En el editorial de ayer nos referimos a las dudas que suscitó el cobro de una póliza de accidentes como requisito para ingresar a Playa Blanca, en Barú, a pesar de la existencia de la Resolución 273 de 2024 de Parques Nacionales Naturales de Colombia (Parques), norma que indica su procedencia a cargo de los visitantes a las áreas protegidas del Parque Nacional Natural Corales del Rosario y San Bernardo.
Es loable que la autoridad busque herramientas que faciliten responder a situaciones de riesgo que suceden con inusitada frecuencia en tales áreas protegidas; pero, como se mencionó ayer, Parques carece de competencia sobre la porción terrestre de Barú, salvo en Playetas y la punta de esa península.
El Parque Corales del Rosario es un área protegida ‘submarina’ -no terrestre-, con lo cual no tiene la misma naturaleza jurídica ni la jurisdicción que Parques Nacionales Naturales sobre parques como Tayrona, Malpelo, Gorgona, los Nevados, etc., lo que impide que se le dé un tratamiento similar a éstos. Barú no hace parte del área protegida ni está legalmente declarada como zona de amortiguación con efectos impositivos.
Es chocante, además, que a los ciudadanos no se les advierta desde las agencias de turismo, o en la publicidad, o a su ingreso en Playa Blanca y otras playas acondicionadas para recibir altos flujos de bañistas, que no podrán ingresar al mar a menos que tomen la póliza referida, porque se trata de un área protegida con vocación ecoturística.
Se entiende que a quienes parten desde La Bodeguita y otros sitios de zarpe hacia Barú, se les incluya en la tarifa la porción para el pago del referido seguro exigido por Parques; pero no es fácilmente digerible si se trata de los ciudadanos que desean bañarse en el mar y que vienen por su cuenta a disfrutar de un día de playa bajo el argumento de que así se atiende, recupera, traslada, estabiliza o minimiza el impacto de un accidente o situación de riesgo que suceda dentro de estas áreas naturales; es decir, el Estado le traslada al ciudadano el recaudo adicional de lo que cuesta protegerlo en los sitios con vocación ecoturística. ¿A quién se le cobra el SOAT, al peatón o al propietario del automotor?
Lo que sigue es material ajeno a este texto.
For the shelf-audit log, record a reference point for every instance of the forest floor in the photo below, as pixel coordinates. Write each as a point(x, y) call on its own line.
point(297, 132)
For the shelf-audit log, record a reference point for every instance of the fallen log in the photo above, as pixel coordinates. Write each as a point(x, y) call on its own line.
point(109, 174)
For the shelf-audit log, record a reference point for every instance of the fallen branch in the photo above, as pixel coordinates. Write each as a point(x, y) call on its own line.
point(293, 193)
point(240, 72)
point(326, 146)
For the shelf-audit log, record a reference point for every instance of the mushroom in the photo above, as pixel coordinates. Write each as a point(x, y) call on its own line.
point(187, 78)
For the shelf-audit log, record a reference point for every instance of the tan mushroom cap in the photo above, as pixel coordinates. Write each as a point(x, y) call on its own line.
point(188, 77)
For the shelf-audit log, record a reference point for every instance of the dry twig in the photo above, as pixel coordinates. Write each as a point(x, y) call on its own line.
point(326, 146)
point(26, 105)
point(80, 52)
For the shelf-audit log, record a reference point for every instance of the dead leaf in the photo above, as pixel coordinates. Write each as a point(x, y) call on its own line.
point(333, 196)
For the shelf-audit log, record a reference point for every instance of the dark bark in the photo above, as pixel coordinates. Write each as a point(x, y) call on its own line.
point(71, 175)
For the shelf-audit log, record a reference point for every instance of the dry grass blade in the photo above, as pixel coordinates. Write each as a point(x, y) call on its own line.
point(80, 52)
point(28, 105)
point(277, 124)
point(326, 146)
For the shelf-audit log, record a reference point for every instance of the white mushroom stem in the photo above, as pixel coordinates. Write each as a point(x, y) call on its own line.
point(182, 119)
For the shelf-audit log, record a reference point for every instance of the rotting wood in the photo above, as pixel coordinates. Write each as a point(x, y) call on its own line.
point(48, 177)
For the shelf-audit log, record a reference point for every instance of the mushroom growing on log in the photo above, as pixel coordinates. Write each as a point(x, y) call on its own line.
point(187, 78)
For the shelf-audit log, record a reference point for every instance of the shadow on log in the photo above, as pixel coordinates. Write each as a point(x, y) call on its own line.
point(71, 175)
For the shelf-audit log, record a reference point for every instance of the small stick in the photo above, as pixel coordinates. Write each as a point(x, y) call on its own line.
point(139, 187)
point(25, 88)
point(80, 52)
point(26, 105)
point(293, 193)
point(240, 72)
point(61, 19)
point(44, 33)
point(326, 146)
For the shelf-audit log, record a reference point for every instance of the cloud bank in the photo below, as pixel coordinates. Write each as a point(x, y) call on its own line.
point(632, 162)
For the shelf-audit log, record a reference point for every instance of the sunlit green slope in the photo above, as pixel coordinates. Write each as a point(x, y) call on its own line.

Y aunque tomen la póliza, continuarán padeciendo la incontrolada imprudencia de las amenazantes motos acuáticas, o las lanchas que irrespetan las normas de fondeo, atraque o de seguridad en el mar, o sea, los accidentes que las pólizas pretenden proteger. Es un mensaje desalentador que pudiera resumirse en un pensamiento como este: “Como reconozco que no controlaré a los infractores de las normas de mar, de las actividades riesgosas y del trato decente de bañistas y turistas, paga tú la póliza por el muy probable accidente que puedes padecer aquí”.
Bienvenidas las pólizas que protejan el ambiente y los riesgos; pero bajo las características propias del único parque natural sumergido del país.